A lot of students experience math as something teachers say is process-oriented, but the students' actual experience is that it is product oriented. The concerns are, in order of importance: Am I done? Am I right? And often "am I right?" is a distant 2nd in importance. For the adults, the primary concern is "have I learned the skill?" Until the students and adults have found common ground by explicitly discussing these different lenses, everyone tends to be a little frustrated and feel like the other's behavior is inexplicable/unreasonable. The adults have to realize that the students' assumptions are reasonable, as is their approach, and, especially in middle school, students will need to feel some agency in the process of changing their approach to work. "Show your work" feels like "clean your room," unless the student feels like they are in a collaborative learning relationship with their teacher, and can understand that showing the teacher their thinking is their part of that collaboration. We adults also have to realize that the assertion that we are collaborating for the student's good is highly dubious, on the surface: we offer them more choice or less choice in any given situation, but the very fact that it is ours to offer is entirely worthy of resentment and suspicion from anyone trying to assert autonomy: they have to go to this school; they have to work with this teacher; they have to do this work... but I, this willing participant in this oppressive institutional setting, swear I'm here to help! I worry more about the students who don't push back.

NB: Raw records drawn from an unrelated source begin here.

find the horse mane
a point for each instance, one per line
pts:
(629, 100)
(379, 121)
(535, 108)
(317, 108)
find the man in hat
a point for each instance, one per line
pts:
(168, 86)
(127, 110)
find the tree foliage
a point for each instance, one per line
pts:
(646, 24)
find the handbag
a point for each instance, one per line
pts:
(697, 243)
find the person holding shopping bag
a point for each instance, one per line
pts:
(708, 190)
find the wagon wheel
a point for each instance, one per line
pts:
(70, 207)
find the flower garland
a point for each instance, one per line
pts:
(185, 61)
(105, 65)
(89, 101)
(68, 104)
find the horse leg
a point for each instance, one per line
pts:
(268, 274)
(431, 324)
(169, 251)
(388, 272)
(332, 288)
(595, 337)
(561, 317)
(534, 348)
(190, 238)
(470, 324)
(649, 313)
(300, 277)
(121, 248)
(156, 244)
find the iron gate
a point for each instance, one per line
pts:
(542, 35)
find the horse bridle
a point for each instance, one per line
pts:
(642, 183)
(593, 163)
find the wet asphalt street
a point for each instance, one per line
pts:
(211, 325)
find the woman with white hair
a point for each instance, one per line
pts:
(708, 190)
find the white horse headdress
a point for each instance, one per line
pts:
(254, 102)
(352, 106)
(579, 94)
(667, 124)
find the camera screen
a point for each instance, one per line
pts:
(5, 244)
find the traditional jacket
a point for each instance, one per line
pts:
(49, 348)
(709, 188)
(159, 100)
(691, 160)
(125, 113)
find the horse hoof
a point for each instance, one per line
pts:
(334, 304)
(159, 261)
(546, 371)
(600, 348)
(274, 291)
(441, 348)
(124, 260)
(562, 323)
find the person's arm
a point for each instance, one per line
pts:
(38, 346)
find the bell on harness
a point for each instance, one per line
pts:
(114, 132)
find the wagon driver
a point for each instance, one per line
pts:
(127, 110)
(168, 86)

A guiding principle of my work is that I cannot build motivation in an area where students feel more unsuccessful than successful. They simply have to feel successful much more than 50 percent of the time, or any normal person will prefer other activities. Teaching students to notice and celebrate micro-successes is a key life skill.
In math, specifically, the primary foe, or at least, the starting place, is differentiating between challenges with conceptual understanding vs challenges with accuracy. Many students experience math as a "right or wrong" zone (setting aside the above insight that "done or not-done" may be far more important to the student who sees schoolwork in general as a barrier to freedom/autonomy), and whether they make a "careless error" (accuracy) or a conceptual/procedural error that reflects a developing understanding or skill, they simply feel wrong, which is demotivating (and also MOTIVATES rushing, because it feels bad and so we want to be out of it sooner). Kids need to know that conceptual errors are a part of learning (blah blah blah...but, no, really! (ok prove it)), and
if their calculations were accurate, then a "wrong" answer is actually right in two ways: their calculation skills are strong, and they are closing in on the correct procedure/understanding by filtering out what doesn't work, and (hopefully) why. For those of us who have carried the right/wrong framework into adulthood ourselves, asserting this for a student can come off as disingenuous (a deeply middle-schooler-repellent thing, and also super common and obvious to students), but we need to do the (emotional?) work to truly see that it isn't! We are not pretending a wrong answer is right! We are parsing the genuine rightness, and thereby modeling the process-oriented mode of math-learning in a genuine way.
If their calculations were inaccurate, but their conceptual understanding is strong, they are right in the most important way: they have met the primary learning goal of the lesson! Plus, congratulations: you have entered the realm of the adults! You ask what does this learning have to do with real life aka when will I ever use this? Well, accuracy is the most straight-forward and disappointingly simple problem to solve, and millions of adults' jobs depend upon their ability to be accurate in areas where they 100% understand the conceptual framework and the stakes, but a mispunched key on a calculator, typo on a spreadsheet, or ambitious use of mental-math can make them wrong in a truly consequential way. So what do we do? We use inverse operations, we re-enter the data in the opposite order, we get another set of eye-balls onto the work... And most importantly, getting back to math class, I believe, in the context of right/wrong, done/not-done, this kind of "checking your work" sounds just like "showing your work" (aka clean your room, check your email, eat your vegetables....), but in the context of "wow, you have such a great conceptual understanding on every single one of these problems, so you can tear through them at light-speed! So cool. Let's figure out how to boost the accuracy piece so you don't get fired :P" or "Man, your calculations are PERFECT! I'm so jealous! It looks like you don't know that you have to multiply by the reciprocal yet, though. But with calculation skills like that, you'll be rockin' these next time around...!" it becomes a conversation about making a good thing better.
BTW I dropped that "careless error" thing in without addressing it. I think that term is SUPER judgy. Careless errors don't feel careless; kids are putting in the effort they know how to put in. Well, at least, ADHD kids like me are. And the voices that tell us our best efforts are insufficient become the internalized voices that lead us to blame ourselves and even hate ourselves for not doing things we know we should, don't know why we don't, but in fact can't, at least until we learn or are taught how. For some of us, avoiding the careless errors takes MUCH more "care" than conceptual errors ever will. I guess I think that when we say "careless errors" we are erroneously (carelessly?!) projecting the ease we would have avoiding such errors onto a kid, and I just don't think we actually know how easy or hard that is for that kid, and asserting that it is a lack of care is just mean, because it shows them we assume they made the choice not to take care. It's disrespectful. And this builds distance between us and our students, which is the opposite of what we need, if the work of teaching and learning is ever going to feel collaborative to the students.